3D printing for circularity: three examples of how plastic alternatives can contribute to sustainable development
3D printing has always primarily relied on polymer-based filaments or pellets, such as TPU and ABS, for the production of prototypes and on-demand components. However, the use of virgin polymers contributes significantly to plastic pollution, while more sustainable alternatives, such as PLA, still require controlled composting conditions to degrade properly at the end of their service life.
Biodegradable and compostable material for 3D printing
This first example is a biodegradable and industrially compostable material with a high mineral content that represents a sustainable alternative to conventional plastics. Described as a “3-in-1” substitute, it is suitable for injection molding, thermoforming, and 3D printing.
The material contains 30% limestone (97% pure CaCO₃) together with plant-based compounds, achieving a certified bio-based content of 60 wt.% and is free of BPA and phthalates. It exhibits excellent mechanical properties, with performance comparable to HDPE and several grades of PP and ABS. Certified under the USDA BioPreferred® Program, it represents a viable alternative to conventional plastics for applications in packaging, furniture, and consumer goods.
Bio-based composites from household waste
Another example is a patented process that converts household waste into bio-based composites. After collection, recyclable materials such as glass and metals are separated and sent for recycling while the remaining materials – consisting of food waste, contaminated plastics, paper, and cardboard – are dried and ground into a fine powder. The powder is then processed in a reaction chamber, where it is transformed into a composite material with properties similar to those of bio-based plastics.

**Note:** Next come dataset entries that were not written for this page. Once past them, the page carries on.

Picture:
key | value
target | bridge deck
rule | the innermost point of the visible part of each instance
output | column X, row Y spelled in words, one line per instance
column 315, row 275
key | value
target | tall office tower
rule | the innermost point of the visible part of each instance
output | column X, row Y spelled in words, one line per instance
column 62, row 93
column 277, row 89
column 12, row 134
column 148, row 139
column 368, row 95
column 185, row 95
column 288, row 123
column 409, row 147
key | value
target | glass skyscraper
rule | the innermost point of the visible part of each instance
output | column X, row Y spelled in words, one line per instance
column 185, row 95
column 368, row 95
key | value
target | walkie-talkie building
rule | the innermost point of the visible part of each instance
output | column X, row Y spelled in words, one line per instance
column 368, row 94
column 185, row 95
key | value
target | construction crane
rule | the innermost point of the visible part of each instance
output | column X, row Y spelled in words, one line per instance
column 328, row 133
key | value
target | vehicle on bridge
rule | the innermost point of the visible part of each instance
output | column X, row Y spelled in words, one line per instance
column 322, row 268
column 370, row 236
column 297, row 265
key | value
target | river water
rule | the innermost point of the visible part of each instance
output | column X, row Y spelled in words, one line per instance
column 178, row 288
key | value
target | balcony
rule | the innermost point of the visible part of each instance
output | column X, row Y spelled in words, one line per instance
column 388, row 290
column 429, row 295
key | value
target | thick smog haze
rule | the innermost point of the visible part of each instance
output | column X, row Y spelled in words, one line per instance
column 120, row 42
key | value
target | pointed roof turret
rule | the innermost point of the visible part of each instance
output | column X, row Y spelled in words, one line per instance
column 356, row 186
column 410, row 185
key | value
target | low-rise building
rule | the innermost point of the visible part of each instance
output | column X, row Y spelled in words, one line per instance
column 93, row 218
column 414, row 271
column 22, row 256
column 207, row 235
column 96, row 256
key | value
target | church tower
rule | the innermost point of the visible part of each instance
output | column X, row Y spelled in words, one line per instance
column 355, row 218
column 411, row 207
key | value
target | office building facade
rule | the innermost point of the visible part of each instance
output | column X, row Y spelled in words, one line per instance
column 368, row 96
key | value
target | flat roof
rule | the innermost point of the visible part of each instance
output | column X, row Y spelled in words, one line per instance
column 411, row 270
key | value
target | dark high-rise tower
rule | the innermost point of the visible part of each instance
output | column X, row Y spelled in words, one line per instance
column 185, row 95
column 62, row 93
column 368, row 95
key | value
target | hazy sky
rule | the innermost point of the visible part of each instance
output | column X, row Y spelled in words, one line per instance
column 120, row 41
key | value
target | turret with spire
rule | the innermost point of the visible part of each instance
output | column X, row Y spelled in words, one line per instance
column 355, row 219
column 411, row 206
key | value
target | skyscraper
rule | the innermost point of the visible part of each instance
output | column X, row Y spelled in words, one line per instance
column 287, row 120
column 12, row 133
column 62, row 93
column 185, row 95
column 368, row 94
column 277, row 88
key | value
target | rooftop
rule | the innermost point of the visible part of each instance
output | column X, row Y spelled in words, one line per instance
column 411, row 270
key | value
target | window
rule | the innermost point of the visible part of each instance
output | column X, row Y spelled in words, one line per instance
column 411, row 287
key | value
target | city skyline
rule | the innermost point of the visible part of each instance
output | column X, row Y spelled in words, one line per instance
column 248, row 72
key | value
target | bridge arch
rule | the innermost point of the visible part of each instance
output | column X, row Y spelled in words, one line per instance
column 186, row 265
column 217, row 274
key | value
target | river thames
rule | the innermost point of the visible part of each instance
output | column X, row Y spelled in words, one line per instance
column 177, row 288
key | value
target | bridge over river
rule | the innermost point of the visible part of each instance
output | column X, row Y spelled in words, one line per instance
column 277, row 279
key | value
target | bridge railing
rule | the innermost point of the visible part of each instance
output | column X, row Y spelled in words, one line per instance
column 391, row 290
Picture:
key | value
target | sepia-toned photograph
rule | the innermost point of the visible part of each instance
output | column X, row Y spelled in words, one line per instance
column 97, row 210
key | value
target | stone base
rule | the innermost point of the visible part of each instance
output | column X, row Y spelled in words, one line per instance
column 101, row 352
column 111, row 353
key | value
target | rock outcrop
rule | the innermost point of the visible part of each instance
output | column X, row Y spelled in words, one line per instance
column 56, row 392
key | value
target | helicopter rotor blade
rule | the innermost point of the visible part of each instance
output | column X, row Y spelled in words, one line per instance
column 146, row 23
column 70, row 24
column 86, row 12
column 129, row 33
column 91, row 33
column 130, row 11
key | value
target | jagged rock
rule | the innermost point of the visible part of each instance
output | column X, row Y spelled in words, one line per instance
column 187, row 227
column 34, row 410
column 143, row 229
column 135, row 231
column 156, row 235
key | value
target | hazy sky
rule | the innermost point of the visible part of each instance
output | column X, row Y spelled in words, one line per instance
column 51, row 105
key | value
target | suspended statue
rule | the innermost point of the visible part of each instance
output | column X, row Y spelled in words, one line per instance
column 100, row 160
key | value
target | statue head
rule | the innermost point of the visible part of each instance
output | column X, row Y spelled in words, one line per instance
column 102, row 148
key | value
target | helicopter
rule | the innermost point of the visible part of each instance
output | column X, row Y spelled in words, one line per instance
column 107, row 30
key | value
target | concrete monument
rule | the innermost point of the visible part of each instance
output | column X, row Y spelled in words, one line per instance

The resulting composite can be used as an additive (15–30 wt.%) in sustainable plastics or in its pure form for injection molding, additive manufacturing, and compression molding. The process generates no greenhouse gas emissions or waste by-products, requires low energy consumption, and uses no water, making it a promising solution for high-impact sectors such as construction.
Compostable bioplastic from renewable raw materials
The final example is a compostable bioplastic made entirely from renewable raw materials, including corn starch, sugarcane and potato starch. Developed for mass production, it consists of a patented blend of polylactic acid (PLA) and polyhydroxyalkanoate (PHA), making it suitable for 3D printing, injection molding, hot pressing, and extrusion.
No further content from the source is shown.